Ползи от тех, кто в душу лезет грязными руками
И себе трибуну строит из цинковых гробов.
Домой
Середина девяностых на календаре,
И август — месяц снова форс-мажорный.
Раздавили капитана танком в Ханкале:
Он вызвался начать процесс переговорный.
А его сынок, чего-то напугавшись,
В детсадовский забор упёршись головой,
Ревел, и ни к кому не обращавшись,
Повторял одно и то же: «Я хочу домой».
Он в кулачке держал замятую конфетку,
А другой ладошкой слёзы растирал.
Они играли с папой в индейцев и разведку,
И он искренно, по-детски, по отцу скучал.
Он жить хотел по полной и запоем,
А время двигалось по загнутой прямой.
Он был в бегах, простреленный конвоем,
И, захлебываясь кровью, повторял:
«Я хочу домой».
ЧВК, алжирские болота,
В чернильной жиже белая луна.
В рукопашную идёт наёмная пехота,
Сегодня каждый только за себя.
Он ножом дорогу к жизни пробивал
И о чём-то говорил с самим собой.
Это он сквозь стиснутые зубы повторял
Одно и то же: «Я хочу домой».
Так продолжалась детская игра,
В которой ставят точку вместо запятой.
Он тогда долго плакал, пока мама не пришла,
И все в слезах они пошли домой.
Закалка
Кто-то скажет, что сталь закаляет в пыли
И запросто может булат отковать,
Но даже такой не увидит черты,
Под которую страшно людей загружать.
Если переполнялись сосуды ожиданий,
И сам уже помойным запахом пропах,
В призывах исчезают знаки препинаний,
И вместе с ними умирает личный страх.
И кто-то сам себя объявит прокурором
И будет отвоёвывать права,
И в исполненье своего же приговора
Себя заявит в роли палача.
Помойный запах из себя не истребить —
Это плод душевного измора.
Даже если всех неверных перебить,
Не избежать национального позора.
И закипят сосуды ожиданий,
Пузырясь кровавыми слезами.
И чтобы не терять своих завоеваний,
Раскуют дамаск корявыми слоями.
Говорят, что сабли закаляли на ветру,
Но карающий не может что-то изменить,
Он вдыхает только пустоту,
Пытаясь всех, кроме себя, винить.
К нам и мне
Судьба у маленькой собачки — до смерти быть щенком,
Ведь кому-то и тюрьма кажется приютом.
Никто не хвастается нажитым горбом,
Но свои даты отмечает праздничным салютом.

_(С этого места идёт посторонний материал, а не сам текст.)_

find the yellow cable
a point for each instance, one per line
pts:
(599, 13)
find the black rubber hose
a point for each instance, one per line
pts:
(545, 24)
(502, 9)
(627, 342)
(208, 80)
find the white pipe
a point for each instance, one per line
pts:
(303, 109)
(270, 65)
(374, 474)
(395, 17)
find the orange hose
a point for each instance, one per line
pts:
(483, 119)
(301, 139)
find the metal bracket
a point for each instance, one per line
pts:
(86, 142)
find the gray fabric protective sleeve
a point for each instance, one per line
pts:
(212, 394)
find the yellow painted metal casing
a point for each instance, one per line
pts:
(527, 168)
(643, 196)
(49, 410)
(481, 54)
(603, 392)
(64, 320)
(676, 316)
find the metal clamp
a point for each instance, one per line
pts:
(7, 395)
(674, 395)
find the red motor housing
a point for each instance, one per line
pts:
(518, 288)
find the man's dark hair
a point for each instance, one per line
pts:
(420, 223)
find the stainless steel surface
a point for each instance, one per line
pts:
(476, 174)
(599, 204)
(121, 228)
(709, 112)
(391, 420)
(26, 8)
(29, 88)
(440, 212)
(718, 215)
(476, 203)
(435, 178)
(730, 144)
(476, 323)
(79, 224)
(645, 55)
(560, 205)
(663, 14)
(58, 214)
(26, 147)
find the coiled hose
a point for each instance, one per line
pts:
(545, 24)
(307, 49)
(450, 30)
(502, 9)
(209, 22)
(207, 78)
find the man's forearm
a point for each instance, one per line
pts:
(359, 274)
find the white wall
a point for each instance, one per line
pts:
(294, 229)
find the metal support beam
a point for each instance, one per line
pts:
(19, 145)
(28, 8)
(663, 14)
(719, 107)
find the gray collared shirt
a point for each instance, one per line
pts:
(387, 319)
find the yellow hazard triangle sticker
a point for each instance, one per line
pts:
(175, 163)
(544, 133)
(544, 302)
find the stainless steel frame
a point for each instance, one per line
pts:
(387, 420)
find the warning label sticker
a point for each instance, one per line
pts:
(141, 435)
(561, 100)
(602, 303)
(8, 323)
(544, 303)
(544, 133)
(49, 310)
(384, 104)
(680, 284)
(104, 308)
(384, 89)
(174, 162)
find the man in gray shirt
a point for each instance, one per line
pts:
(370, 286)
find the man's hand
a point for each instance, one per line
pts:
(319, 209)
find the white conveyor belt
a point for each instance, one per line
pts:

Осень к нам приходит очень тихо,
А в маленьком сердечке — огромная тоска:
В двери к нам уже постучалось лихо,
И в непробудном сне звонят в колокола.
Дни пришли, когда мы стали неудобны,
Но даровано с небес право говорить.
Великие на многое способны,
Только собственную смерть не могут отменить.
Наверное, это всё, что нас объединяет —
Страх смерти и последняя черта,
А в повседневности пусть каждый понимает,
Что когда надо — сам ответит за себя.
Под каждым флагом прославляется свобода,
А каждое рожденье — это крик и плач,
Но во всей истории человеческого рода
За каждой революцией всегда стоял палач.
Осень к нам приходит очень тихо
И, крадучись, уходит в никуда,
Не потому что полная трусиха —
Она нам оставляет нерешёнными дела.
Ко дню Крещения
С расцветшего шиповника сладкий аромат,
И брызги жёлтых одуванчиков на мятой простыне.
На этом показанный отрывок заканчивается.